Lyanna se détourne pour reprendre le chemin vers sa destination initiale, mais le jeune homme est prêt à jurer avoir aperçu un éclat rose vif sur les joues de la pucelle. Apparemment, la louve n'est pas insensible aux flatteries, un défaut très répandu parmi les hommes et les femmes et que déplore fréquemment l'Etoile à Sept Pointes.

« Ils étaient trois contre Howland » dit-elle, « et ils étaient trois contre moi, mais c'est devant moi qu'ils ont fui. Trop couards pour affronter une fille, ha ! Belles graines de chevaliers que vous avez là. »

En son for intérieur, Sebas pense que l'effet de surprise a probablement joué un rôle dans la retraite précipitée des écuyers, ça et Lyanna mugissant qu'ils agressaient un banneret de son père, dévoilant qu'elle est la fille d'un lord important et sous-entendant qu'il y aurait des conséquences déplaisantes si elle venait à être blessée dans la lutte.

Passe encore de casser le bras d'un gamin dépenaillé, les écuyers et les pages s'infligent des sévices à n'en plus finir, le propre père de Sebas s'est lamenté plus d'une fois sur l'excès de vigueur et de cruauté propre aux garçons développant du poil au menton. Mais casser le nez d'une pucelle, qui plus est une pucelle de haute naissance avec un père, des frères et des gardes pour riposter et laver son honneur ? C'est tout de suite plus périlleux.

« Ne devient pas chevalier qui vient » se borne-t-il à commenter. « Avez-vous l'intention de leur administrer une seconde raclée ? Auquel cas, je vous préviens qu'ils se cacheront probablement à votre approche.

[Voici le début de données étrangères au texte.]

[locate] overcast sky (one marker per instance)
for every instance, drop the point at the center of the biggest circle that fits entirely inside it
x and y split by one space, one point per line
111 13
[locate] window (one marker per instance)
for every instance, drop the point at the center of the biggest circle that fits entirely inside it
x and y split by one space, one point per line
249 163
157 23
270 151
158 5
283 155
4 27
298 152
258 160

Ou prétexteront que combattre une femme n'est pas glorieux. »

« Mais jeter Howland par terre alors qu'il est désarmé est acceptable ? » renifle hautainement la demoiselle.

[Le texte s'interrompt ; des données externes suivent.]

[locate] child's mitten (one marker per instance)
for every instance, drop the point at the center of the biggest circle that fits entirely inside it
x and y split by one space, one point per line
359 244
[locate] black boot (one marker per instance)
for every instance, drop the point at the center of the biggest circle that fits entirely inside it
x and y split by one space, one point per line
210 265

« Il reste un homme. Si vous étiez un homme, le défi serait accepté, mais vous ne l'êtes pas. »

Sebas s'attend à ce que la furie de la jeune louve déborde et lui éclate à la figure. Pendant un instant, il semble que ce sera bel et bien le cas, le visage de Lyanna s'empourprant et sa bouche se tordant dans une grimace digne d'un loup feulant. Et puis ses traits se figent, deviennent contemplatifs.

« Si tout le monde croyait que je suis un homme, mon défi serait accepté. »

Le jeune homme entend immédiatement la nuance dans la phrase. Il sait ce qu'il a dit, mais Lyanna a évidemment entendu tout autre chose – en passant, voilà pourquoi la diplomatie nécessite de parler le plus clairement possible, et en dépit de cette précaution cruciale les interlocuteurs réussissent l'exploit de comprendre de travers.

Tant pis. Un chevalier se doit d'accorder son aide à une femme, fusse-t-elle princesse ou pauvresse, pour une cause aussi bien folle que glorieuse. Car dès qu'il s'agit de femmes, tous les hommes sont preux, et tous les hommes sont fous.

Et pourtant, Sebas n'a jamais eu trop de goût pour la geste de Florian et Jonquille.